Hence, I turn to the New Testament. On Sunday nights I am teaching the gospel of John. This past week we studied chapter 12. John says that “six days before the Passover” Jesus went to Bethany where a feast was provided, and Mary anointed his feet with a costly perfume. A quick check of Matthew and Mark, however, reveals that this same event took place two days before the Passover, and that the unnamed woman anoints his head. (Matthew 26:1-13; Mark 14:1-9). Now, there are some ways to attempt to “harmonize” the accounts. You could say that John is reporting that Jesus went to Bethany six days before the Passover, but is not specifically saying the feast took place six days before the Passover. That works until you get to v. 12, when John describes the triumphal entry on “the next day.” If you use Matthew’s and Mark’s chronology, that would place the “triumphal entry” the day before the Passover (unless, of course, you want to argue for more than one “triumphal entry.”) Another attempt to harmonize the accounts is to suggest there were two feasts four days apart, with two women basically doing the same anointing, with the same response by the apostles, and with the same rebuke by Jesus. Possible? Yes; but realistically? Would not the apostles recognize the value of the second anointing and praise the sacrifice?

Or, is John trying to tell us something different using this story? John appears to be using chronological markers (days, feasts) in a different way than what we expect chronological markers to be used. Once again, because of my daily Bible reading, I was drawn back to Genesis. What happened on the sixth day of creation? It was on the sixth day that God finished his work. What is the last statement of Jesus on the cross in the gospel of John? “It is finished.” (John 19:30) Jesus rested on the seventh day, just as God rested on the seventh day of creation. Jesus’s resurrection begins a new week, “on the first day of the week” Mary went to the tomb, while it was still dark.

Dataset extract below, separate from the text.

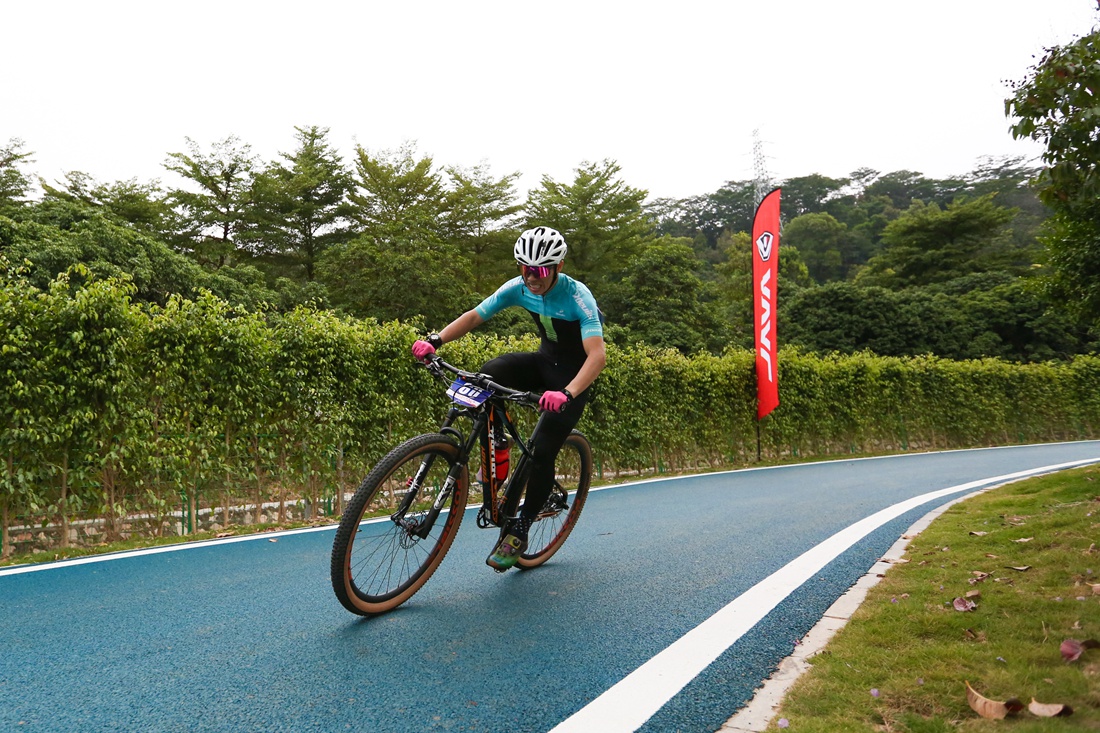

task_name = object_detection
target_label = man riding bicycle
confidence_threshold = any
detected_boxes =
[413,227,607,571]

I am not suggesting that this is the only way to read John 12, nor is it necessarily the best way to read John 12. I am suggesting it is a possible way to understand John 12, and one that opens fresh ways to understand the entire gospel (why, for example, John places the cleansing of the temple early in the ministry of Jesus, while the synoptics place it in the final week of Jesus’s life).

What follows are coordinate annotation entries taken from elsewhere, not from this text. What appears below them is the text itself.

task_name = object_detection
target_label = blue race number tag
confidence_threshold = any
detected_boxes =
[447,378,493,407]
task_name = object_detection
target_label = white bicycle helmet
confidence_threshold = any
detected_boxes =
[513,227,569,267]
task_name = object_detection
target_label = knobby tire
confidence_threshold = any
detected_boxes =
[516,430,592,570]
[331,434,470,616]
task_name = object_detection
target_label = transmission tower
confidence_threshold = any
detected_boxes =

You see, if we are desperate to make the gospel accounts “harmonize,” we are faced with a discrepancy – six days or two days before the Passover, anointing the feet or the head. Some differences in parallel passages can be easily harmonized. With others it appears we have to resort to using crow-bars and a can of axle grease to make the separate accounts “agree” with each other.

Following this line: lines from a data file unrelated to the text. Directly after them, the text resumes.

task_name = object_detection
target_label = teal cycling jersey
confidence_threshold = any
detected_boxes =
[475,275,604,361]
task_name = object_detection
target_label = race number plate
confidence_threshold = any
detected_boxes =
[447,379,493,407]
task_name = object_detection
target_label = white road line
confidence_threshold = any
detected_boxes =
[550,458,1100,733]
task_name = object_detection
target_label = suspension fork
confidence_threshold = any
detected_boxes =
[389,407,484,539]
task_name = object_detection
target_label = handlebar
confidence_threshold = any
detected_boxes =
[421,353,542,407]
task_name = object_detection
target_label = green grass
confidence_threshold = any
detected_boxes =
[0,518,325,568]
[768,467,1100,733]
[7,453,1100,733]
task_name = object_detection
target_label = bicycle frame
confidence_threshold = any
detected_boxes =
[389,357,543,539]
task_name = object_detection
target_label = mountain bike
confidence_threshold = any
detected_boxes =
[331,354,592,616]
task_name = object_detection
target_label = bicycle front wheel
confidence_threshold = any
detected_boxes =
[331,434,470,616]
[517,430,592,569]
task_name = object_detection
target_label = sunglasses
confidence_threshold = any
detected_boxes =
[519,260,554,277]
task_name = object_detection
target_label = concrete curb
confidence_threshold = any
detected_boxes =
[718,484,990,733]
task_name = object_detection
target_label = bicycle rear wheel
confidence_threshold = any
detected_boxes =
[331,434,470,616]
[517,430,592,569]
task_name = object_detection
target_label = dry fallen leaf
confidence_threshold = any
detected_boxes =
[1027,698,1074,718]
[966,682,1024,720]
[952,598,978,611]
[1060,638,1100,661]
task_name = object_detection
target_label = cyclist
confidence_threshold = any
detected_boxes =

I have a better solution: let’s let the text speak exactly as the author intended, not as we think the author should have intended based on some other text we find in the Bible. That means occasionally we have to deal with some ambiguity, as there are passages where we cannot crawl into the author’s mind and know for certain what he intended.

As I said, we cannot read the Bible every time “as if we had never read it before.” But we can read it through fresh eyes – eyes open to discover new truths, and to re-discover new light in old truths. We need to read the Bible expectantly, not with the intent to justify our previous conclusions, but to challenge us and to draw us closer to the one who gave it to us in the first place.

What an amazing book – and what an amazing God who gave it to us!